The Little Quaker; or, the Triumph of Virtue. A Tale for the Instruction of Youth
Teach me to feel another’s woe, To hide the faults I see; That mercy I to others show, That mercy show to me. pope.
LONDON: PRINTED FOR WILLIAM COLE, 10, NEWGATE STREET.
PRINTED BY G. H. DAVIDSON, IRELAND YARD, DOCTORS’ COMMONS.
The little Quaker remonstrating with George & William Hope for their cruelty. p. 11.
GEORGE and WILLIAM HOPE were the only children of a gentleman of fortune, who lived in a fine house at the entrance of a pretty village in Berkshire.
It was this worthy gentleman’s misfortune to be the father of two very perverse and disobedient sons; who, instead of trying to please him by dutiful and obliging conduct, grieved him continually by their unworthy behaviour, and then were so wicked as to laugh at the lessons of morality their parent set before them.

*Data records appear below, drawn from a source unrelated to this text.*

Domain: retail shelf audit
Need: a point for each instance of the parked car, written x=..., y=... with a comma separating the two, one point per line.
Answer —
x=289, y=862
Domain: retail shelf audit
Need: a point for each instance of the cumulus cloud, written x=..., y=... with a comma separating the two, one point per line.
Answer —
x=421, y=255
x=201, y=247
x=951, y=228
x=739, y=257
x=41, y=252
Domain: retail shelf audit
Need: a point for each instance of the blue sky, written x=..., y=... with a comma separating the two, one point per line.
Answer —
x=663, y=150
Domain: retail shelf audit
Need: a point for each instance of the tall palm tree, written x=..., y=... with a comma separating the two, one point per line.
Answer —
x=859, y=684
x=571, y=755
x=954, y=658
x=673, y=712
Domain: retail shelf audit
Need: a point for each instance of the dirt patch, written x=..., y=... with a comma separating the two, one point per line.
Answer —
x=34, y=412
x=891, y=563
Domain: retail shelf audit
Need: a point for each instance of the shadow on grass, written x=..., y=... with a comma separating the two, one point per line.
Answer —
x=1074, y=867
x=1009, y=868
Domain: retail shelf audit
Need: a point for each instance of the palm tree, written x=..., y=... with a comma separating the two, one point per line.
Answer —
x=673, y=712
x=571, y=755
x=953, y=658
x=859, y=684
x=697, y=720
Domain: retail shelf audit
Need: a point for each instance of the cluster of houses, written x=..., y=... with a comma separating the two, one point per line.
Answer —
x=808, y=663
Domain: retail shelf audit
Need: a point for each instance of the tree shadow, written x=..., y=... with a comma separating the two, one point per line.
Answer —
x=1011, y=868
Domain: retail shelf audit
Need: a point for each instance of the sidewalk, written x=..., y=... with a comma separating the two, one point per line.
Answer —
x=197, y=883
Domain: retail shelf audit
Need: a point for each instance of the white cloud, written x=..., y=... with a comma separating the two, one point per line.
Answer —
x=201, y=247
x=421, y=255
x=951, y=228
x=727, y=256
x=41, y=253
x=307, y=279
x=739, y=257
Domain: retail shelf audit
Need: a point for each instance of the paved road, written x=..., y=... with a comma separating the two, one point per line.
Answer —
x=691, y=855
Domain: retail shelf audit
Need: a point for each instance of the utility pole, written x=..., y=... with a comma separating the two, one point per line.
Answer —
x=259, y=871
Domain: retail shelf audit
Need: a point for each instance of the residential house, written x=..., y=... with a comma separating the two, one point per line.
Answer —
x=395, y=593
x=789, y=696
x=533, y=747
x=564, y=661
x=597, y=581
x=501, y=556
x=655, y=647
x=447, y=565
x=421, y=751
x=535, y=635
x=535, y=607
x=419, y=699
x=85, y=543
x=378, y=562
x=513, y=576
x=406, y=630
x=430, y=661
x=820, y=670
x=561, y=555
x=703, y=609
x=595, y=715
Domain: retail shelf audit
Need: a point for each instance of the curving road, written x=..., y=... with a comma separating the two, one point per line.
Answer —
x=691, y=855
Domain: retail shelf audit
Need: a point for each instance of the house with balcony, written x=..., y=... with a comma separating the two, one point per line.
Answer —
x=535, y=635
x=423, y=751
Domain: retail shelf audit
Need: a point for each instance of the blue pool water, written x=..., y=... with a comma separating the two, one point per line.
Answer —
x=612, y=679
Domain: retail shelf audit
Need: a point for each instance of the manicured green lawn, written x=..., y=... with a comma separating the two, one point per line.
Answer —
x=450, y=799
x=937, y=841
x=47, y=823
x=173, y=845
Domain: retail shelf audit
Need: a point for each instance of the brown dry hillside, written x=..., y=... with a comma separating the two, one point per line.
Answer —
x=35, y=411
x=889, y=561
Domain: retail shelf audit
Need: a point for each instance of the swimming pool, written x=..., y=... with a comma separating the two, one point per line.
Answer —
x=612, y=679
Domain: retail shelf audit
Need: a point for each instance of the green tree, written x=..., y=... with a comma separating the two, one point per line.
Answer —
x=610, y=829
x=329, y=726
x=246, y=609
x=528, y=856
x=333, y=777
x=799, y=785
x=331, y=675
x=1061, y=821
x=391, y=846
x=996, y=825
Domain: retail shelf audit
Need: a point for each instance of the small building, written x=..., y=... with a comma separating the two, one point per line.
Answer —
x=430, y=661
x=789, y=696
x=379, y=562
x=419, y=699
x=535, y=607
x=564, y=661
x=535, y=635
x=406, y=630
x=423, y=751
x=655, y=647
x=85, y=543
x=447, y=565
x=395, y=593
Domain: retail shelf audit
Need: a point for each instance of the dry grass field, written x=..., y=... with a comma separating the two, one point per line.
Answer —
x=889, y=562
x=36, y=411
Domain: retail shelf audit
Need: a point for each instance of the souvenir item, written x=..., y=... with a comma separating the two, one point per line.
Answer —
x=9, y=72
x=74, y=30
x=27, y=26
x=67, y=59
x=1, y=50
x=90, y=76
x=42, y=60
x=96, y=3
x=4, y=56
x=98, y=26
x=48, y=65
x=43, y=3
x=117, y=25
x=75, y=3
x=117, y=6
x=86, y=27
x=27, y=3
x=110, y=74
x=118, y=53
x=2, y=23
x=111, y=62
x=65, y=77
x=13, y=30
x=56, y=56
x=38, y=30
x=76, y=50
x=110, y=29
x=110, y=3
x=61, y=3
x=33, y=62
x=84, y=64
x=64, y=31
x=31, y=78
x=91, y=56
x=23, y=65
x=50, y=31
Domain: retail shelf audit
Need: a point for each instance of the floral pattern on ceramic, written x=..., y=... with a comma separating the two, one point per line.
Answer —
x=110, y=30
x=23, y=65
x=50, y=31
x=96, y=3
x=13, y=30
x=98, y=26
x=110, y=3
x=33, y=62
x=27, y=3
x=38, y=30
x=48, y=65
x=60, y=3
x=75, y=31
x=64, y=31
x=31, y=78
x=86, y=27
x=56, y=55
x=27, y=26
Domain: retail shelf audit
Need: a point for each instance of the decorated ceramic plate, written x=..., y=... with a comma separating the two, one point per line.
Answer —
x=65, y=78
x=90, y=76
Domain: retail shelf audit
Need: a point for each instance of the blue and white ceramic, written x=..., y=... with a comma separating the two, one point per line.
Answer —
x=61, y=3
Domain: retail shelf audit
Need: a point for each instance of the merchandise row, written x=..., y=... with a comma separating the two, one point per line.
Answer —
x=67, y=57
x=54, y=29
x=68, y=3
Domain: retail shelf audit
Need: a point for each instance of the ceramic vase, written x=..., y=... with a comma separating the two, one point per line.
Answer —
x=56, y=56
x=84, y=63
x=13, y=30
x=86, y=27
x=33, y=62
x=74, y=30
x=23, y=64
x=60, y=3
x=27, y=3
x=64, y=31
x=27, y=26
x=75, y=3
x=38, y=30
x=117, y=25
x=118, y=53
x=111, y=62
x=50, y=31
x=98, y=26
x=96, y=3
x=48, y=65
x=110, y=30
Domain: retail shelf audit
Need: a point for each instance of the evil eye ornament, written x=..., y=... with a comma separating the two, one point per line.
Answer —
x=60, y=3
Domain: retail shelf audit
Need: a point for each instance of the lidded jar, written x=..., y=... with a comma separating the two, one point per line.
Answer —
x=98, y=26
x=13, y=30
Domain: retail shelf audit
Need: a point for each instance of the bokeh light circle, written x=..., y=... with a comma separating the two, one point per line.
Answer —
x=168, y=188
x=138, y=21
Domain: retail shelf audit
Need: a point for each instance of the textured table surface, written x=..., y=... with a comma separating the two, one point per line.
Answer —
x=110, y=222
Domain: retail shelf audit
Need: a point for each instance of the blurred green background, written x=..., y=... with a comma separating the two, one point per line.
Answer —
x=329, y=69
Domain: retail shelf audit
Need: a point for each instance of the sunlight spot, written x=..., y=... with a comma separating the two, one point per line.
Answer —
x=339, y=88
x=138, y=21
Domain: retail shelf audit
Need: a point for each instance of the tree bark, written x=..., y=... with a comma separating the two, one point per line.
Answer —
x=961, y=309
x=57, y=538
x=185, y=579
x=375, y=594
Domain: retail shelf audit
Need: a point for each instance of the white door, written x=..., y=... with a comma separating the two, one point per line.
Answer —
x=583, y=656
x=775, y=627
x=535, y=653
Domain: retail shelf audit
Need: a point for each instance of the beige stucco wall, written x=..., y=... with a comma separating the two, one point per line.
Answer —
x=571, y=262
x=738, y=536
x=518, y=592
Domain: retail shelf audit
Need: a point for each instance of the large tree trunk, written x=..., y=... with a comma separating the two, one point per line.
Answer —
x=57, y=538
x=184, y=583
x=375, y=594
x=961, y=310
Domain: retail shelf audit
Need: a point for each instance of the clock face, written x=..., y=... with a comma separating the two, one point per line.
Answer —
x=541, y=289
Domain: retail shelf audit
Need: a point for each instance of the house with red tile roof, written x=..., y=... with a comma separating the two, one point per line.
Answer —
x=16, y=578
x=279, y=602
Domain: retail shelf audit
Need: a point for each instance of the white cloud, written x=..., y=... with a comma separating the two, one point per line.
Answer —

When they returned from school to spend the holydays, they neglected their studies to roam about the streets with low company; from whom they learned profane language, vulgar amusements, and cruelty to animals; but such conduct, as may well be supposed, did not conduce to their happiness. They had no friends among the good and virtuous in their own rank in life; and were even despised and condemned by the bad companions, who, in the first instance, had encouraged their depravity.
Their idle pursuits gave Mr. Hope great pain, who tried, by gentle remonstrances, to make them ashamed of their evil propensities; but, finding that kindness had no effect in their ungenerous dispositions, he determined for the future to punish them severely, whenever they disobeyed his commands.
Mr. Hope had a very near neighbour, whose meadow and pleasure-garden were only separated from his by a high row of paling. Mrs. Shirley, for so this lady was called, was a very excellent and benevolent woman, and a member of that respectable society of friends commonly known by the name of Quakers.
Mrs. Shirley was a widow; and, having lost her own family, she brought up her two grandchildren, a youth of fourteen years of age, and a pretty little girl, who scarcely reckoned half that number of years.